Fields’s experience illustrates some issues with SRO programs nationwide, Owens says. Often, SROs are not well trained for the kinds of incidents they'll encounter in schools.

"Officers get a lot of training on how to deal with low-frequency, high-intensity events, like how you respond to an active shooter," she says. "I know of a lot fewer big-city police agencies that train officers in more-common but equally important low-stress events." 

A school or a jail?

For Shaun Harper, executive director of the Center for the Study of Race and Equity in Education at the University of Pennsylvania, the situation is much more clear-cut.

He says he was "mortified" when he watched the video.

"It is a classic example of excessive force," he says. "This guy just didn’t have to rough this girl up."

All these incidents do is drive another wedge between police and the communities they’re working to protect and serve, Dr. Harper says.

"It only exacerbates the problem of the disconnect between blacks and police," he says. "It just reinforces that we need to be afraid of them."
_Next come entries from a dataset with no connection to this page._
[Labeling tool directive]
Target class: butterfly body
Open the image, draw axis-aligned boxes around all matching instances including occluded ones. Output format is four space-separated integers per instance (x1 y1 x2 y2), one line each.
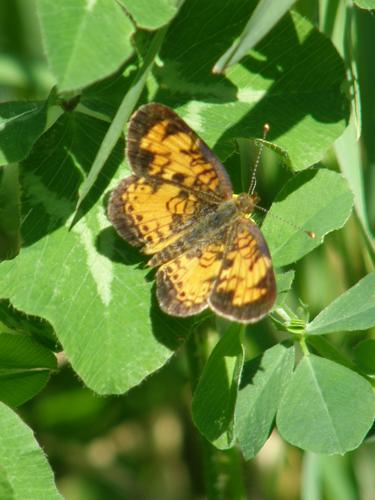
108 104 276 323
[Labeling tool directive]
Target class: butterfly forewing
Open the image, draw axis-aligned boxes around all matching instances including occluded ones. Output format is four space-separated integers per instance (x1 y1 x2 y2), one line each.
108 103 276 323
209 217 276 323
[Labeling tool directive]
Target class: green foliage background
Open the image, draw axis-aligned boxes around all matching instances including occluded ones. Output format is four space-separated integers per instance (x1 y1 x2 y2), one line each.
0 0 375 500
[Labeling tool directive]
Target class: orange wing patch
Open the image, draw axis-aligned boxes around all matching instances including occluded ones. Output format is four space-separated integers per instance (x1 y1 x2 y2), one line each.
127 104 232 203
156 228 228 316
108 176 204 254
209 218 276 323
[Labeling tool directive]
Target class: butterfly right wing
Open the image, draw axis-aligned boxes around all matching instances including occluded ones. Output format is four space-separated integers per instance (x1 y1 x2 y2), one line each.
208 217 276 323
127 103 233 203
108 104 232 254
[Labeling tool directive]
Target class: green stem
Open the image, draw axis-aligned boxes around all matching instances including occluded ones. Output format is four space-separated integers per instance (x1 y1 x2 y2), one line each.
299 334 310 356
186 323 246 500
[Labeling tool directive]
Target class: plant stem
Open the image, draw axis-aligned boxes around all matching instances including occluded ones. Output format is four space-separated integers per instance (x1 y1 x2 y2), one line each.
186 323 246 500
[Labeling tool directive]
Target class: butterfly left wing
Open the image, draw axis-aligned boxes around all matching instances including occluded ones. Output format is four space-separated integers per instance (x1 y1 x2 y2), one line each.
156 226 229 316
127 103 233 203
208 217 276 323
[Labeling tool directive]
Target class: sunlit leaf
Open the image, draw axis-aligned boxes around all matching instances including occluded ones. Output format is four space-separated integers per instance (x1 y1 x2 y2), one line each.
213 0 295 73
0 333 57 406
277 355 375 454
0 112 188 393
306 273 375 335
38 0 134 91
192 325 243 447
262 169 353 266
234 344 294 460
0 402 62 500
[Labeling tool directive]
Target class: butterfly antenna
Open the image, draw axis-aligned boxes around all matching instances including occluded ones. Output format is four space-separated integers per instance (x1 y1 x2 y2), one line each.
248 123 270 195
254 205 316 240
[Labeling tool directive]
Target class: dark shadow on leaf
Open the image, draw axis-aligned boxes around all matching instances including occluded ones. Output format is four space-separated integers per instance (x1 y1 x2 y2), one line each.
95 227 149 269
20 111 124 246
154 0 349 166
239 354 263 390
150 284 194 351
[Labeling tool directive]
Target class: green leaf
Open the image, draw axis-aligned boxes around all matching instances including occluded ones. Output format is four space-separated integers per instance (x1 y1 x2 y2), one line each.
353 0 375 10
0 300 61 352
262 169 353 267
0 101 48 165
38 0 134 92
0 111 190 394
213 0 295 73
0 402 62 500
157 6 349 170
0 333 57 406
306 272 375 335
119 0 183 30
354 339 375 375
335 121 375 254
277 354 375 454
273 270 295 309
72 30 165 225
234 344 294 460
192 325 243 448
Research has shown that even the briefest interaction with the criminal justice system, like being arrested but not charged, can have profound consequences on juveniles' future, and that black students are disciplined more frequently, and more severely, than white students. This trend is even starker in Richland County, where 82 percent of juvenile referrals to law enforcement were black students, compared with 14 percent for white students, according to data from the South Carolina Department of Juvenile Justice. That marked the biggest racial disparity of any county in the state.

"Having these uniformed authority figures in the school, I think it actually makes the school feel less like a school and more like a jail," says Harper.

Researchers like Owens point to positive larger trends in SRO programs. A University of Maryland study found that the typical SRO spends half of his or her time on law enforcement activities, 25 percent on mentoring or counseling students, and 13 percent on teaching, with the rest on other tasks. Owens’s own research has found that SRO programs have helped law enforcement agencies make more arrests off-campus.

Harper counters that the expansion of SRO programs is frustrating given the alternatives available, including restorative justice methods that promote mediated discussions among victims, offenders, and teachers – which have proved successful.

"I absolutely think the cons outweigh the pros," he says. "We know from the school discipline research that there are numerous alternatives to suspensions, expulsions, and having cops in schools."